その他に登場するのは、住人のゴシップを嬉々としてふれまわる中年男ジョニーパティーン、その母でアル中のマミー、美人だが異常に暴力的で口の悪いヘレンという少女、そのアホな弟バートリー、無口な寡夫の漁師バビーボビー、唯一まともそうな医師マクシャーリー。
ビリーは大人しく理性的な青年なのだが、周りの人間はみな彼のことを変人だと思い、「クリップルビリー」と呼んだり、不自由な体のことも含めて完全にバカにしている。親代わりのおばさん2人も彼の本心は何も分かってくれない。ビリーにはつらい環境だ。それにイニシュマン島には何もない。

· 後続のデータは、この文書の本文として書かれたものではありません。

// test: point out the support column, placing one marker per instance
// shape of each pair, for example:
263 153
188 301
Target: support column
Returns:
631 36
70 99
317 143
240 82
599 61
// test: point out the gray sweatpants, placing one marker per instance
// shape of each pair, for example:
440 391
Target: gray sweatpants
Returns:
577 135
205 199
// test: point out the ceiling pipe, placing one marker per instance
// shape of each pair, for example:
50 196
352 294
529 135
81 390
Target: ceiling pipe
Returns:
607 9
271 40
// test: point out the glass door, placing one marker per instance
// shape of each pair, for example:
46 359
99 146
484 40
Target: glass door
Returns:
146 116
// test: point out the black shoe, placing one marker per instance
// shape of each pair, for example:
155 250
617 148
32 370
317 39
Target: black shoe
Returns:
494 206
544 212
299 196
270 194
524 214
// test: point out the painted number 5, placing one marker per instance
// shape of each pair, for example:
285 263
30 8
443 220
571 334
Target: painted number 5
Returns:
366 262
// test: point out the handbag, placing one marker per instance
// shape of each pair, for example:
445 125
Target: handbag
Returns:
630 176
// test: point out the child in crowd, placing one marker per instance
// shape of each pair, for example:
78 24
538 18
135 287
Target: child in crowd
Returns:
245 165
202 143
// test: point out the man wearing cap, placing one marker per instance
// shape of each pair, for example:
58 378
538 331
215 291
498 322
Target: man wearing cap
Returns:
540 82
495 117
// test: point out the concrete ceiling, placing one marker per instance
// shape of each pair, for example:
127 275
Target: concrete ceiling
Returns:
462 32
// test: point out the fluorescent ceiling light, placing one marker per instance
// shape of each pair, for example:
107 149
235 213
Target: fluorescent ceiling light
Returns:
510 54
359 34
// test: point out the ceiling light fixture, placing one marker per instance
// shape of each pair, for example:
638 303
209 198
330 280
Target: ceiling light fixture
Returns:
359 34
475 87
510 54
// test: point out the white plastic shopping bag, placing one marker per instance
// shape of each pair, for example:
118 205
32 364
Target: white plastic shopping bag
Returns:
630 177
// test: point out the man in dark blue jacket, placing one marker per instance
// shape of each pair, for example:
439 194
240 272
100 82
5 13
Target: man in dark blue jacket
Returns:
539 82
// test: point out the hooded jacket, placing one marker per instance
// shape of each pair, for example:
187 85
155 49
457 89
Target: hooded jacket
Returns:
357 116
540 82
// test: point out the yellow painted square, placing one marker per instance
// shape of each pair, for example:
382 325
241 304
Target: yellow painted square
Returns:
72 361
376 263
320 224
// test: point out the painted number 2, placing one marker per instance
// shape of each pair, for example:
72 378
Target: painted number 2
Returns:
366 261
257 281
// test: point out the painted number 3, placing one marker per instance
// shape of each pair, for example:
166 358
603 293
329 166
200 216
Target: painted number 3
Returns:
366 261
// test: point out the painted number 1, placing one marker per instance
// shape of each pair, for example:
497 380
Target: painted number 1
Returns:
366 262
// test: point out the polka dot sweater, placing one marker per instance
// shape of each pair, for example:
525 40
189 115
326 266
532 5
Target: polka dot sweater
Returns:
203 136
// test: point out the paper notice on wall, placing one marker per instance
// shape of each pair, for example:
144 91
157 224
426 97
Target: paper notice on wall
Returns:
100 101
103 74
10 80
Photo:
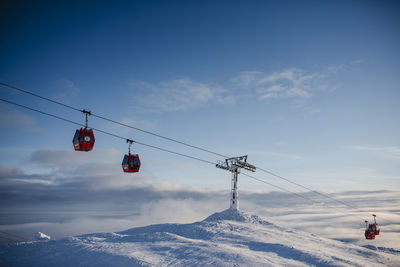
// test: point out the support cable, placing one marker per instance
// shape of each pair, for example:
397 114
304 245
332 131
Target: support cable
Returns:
108 133
160 136
113 121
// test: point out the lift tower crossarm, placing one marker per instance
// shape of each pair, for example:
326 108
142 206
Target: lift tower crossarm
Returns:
234 165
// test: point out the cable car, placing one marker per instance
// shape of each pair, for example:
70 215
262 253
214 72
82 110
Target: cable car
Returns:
375 227
369 235
131 162
84 138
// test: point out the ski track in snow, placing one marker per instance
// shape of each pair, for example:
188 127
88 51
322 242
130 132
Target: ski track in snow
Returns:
228 238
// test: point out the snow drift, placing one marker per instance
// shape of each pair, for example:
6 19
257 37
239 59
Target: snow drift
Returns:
228 238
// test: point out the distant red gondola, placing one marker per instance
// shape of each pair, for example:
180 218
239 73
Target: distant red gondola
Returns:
84 138
372 229
369 235
131 162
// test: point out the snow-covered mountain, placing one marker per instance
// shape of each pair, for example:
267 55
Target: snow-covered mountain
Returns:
228 238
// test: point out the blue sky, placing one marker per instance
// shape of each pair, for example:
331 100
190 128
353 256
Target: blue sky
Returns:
308 89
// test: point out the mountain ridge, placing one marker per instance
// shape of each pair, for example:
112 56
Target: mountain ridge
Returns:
226 238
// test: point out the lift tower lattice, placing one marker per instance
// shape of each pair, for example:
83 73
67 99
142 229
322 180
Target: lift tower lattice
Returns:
234 165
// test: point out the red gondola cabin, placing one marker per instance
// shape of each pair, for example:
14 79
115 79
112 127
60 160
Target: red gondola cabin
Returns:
131 163
83 140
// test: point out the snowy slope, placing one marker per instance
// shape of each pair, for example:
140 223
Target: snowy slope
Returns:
228 238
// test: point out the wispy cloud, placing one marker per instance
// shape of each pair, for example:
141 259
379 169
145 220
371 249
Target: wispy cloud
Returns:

彼は退屈な毎日を送っていたが、ある日ゴシップ好きのジョニーパティーンによって大ニュースがもたらされる。隣の島・イニシュモアでハリウッド映画の撮影が行われるというのだ(※この映画撮影は実際にあった出来事)。ヘレンとバートリーの姉弟は映画出演のチャンスを得ようとバビーボビーに頼み込んで舟を出してもらうことにするが、その話を聞いたビリーは自分も一緒に連れて行ってくれと言い出す。映画に出演するということは、この退屈な島から抜け出すチャンスなのだ。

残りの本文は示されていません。